COMMENTARY

PFS Is a Shortcut, Not a Destination

H. Jack West, MD

Disclosures

May 15, 2018

As we continue developing new therapies for lung cancer, and increasingly give them in sequence, evaluating the benefit of one line of therapy will by necessity become more focused on time-limited assessments. We have rightly moved epidermal growth factor receptor (EGFR) and anaplastic lymphoma kinase (ALK) inhibitors into the first-line setting for patients with the appropriate driver mutation; however, this was not based on a proven benefit in overall survival (OS), which has been very challenging to demonstrate when the majority of patients assigned to initial chemotherapy cross over to targeted therapy.

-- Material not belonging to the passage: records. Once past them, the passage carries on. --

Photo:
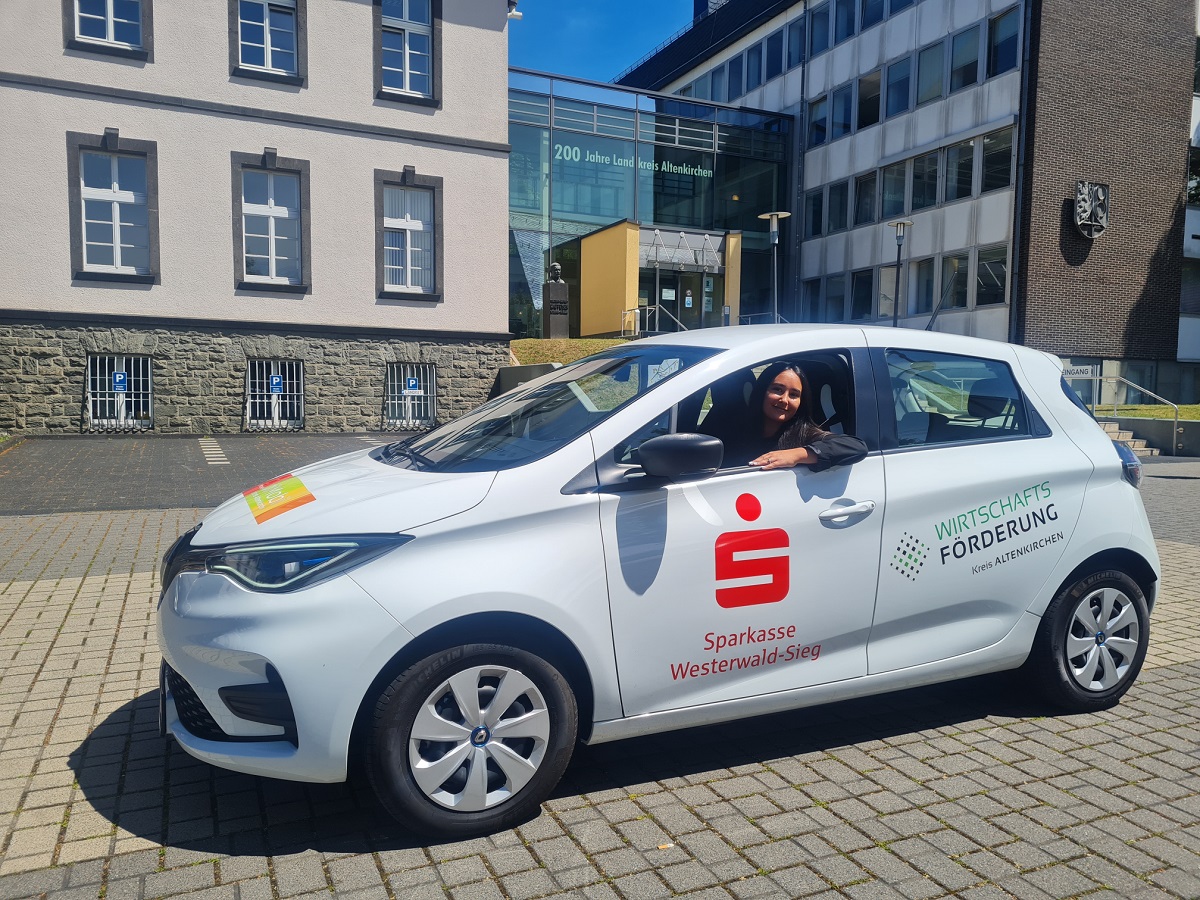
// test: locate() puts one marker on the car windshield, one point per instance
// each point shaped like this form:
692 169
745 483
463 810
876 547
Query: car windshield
531 421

But in other settings, such as maintenance docetaxel in chemotherapy-treated non-small cell lung cancer (NSCLC)[1] or the addition of bevacizumab to erlotinib in EGFR mutation-positive NSCLC,[2] our practice did not change on the basis of a progression-free survival (PFS) benefit in the absence of an OS benefit.

In a recent Medscape commentary on practice-chancing studies published in 2017, Mark Kris, MD, asked readers to focus on PFS as the most important endpoint in managing lung cancer, predicated on the concept that this is the route to curing patients, including those with metastatic disease.[3] I think it's critical for us to step back and clarify the limits of this approach.

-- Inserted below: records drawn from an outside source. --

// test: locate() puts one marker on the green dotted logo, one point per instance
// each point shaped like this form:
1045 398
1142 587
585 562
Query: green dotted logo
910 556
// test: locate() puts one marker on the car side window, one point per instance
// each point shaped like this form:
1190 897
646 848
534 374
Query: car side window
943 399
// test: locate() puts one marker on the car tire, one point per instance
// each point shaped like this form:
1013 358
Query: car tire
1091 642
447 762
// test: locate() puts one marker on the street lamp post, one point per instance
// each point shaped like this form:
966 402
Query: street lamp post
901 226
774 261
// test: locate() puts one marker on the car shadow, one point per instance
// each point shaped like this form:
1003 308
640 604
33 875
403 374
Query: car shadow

We should remember that PFS is a surrogate for the most important endpoint: how long our patients live.

Although I agree that PFS is a critical endpoint and should be sufficient to define a new standard of care in certain settings, we should remember that this is a surrogate for the most important endpoint: how long our patients live. Our treatments, increasingly $15,000 or more every month, should not be given with the goal of making scans look transiently better if this doesn't translate to an improvement in OS. When the difference in PFS is more than 6 or 9 months, as in many targeted therapy trials, we can infer that the clinical benefit is very significant.

We should also recognize, however, that if OS is the same, presumably because patients are receiving the most effective treatments later rather than earlier, it isn't truly critical that these treatments be given first-line, even if it is sensible to give the most effective treatments earlier simply to ensure access to them. It is also appropriate to prioritize on the basis of PFS when a novel therapy offers a more favorable side-effect profile, better intracranial disease control, or lower cost (stop laughing–-cost savings is at least a theoretical benefit of a new treatment option).

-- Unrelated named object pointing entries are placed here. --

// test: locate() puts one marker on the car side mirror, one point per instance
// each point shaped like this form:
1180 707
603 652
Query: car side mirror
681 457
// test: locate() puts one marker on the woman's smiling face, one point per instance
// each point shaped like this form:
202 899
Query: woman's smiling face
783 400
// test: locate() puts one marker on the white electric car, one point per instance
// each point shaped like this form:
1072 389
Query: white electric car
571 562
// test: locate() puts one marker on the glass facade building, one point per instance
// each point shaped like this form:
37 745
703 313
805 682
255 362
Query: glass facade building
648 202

We have been right to be judicious about accepting PFS benefit without an improvement in OS when the benefits are more modest or the new treatment comes with additional toxicity or cost. Having the scans look good is what our patients and we want, but I would contend that when these interventions cost tens of thousands of dollars or pose significant risk, they are not justified by a wish, however sincere, for an imagined, potential OS benefit. They are justified by an actual, demonstrated one. Healthcare systems have enough difficulty broadly providing the care that confers a proven OS benefit, without diverting limited resources to approaches with a merely speculative OS benefit. For those interventions where the OS benefit is very modest or the data are too immature to call, it is far more cost-effective to address patient anxiety about progression by doing fewer scans (and offering clonazepam as needed).

We must also be cautious about extrapolating PFS results, even out to 2 or more years, that they represent a cure for our patients with metastatic lung cancer. In fact, the vast majority of patients responding well to a targeted therapy, immunotherapy, or (rarely) chemotherapy and without progression several years into treatment will still eventually develop acquired resistance and die of their cancer.

This is not to say that we cannot hold out the hope that our patients will be outliers, with more and more of them going years without progression. But to imply that curing our patients with metastatic lung cancer is a broadly feasible expectation creates painful false hope for the vast majority of patients. It also invites gratuitous, inappropriate treatments (and associated costs) based on irrational exuberance by oncologists. It is better to underpromise and overdeliver for the lucky few who defy the sobering odds—odds that should continue to foster our humility.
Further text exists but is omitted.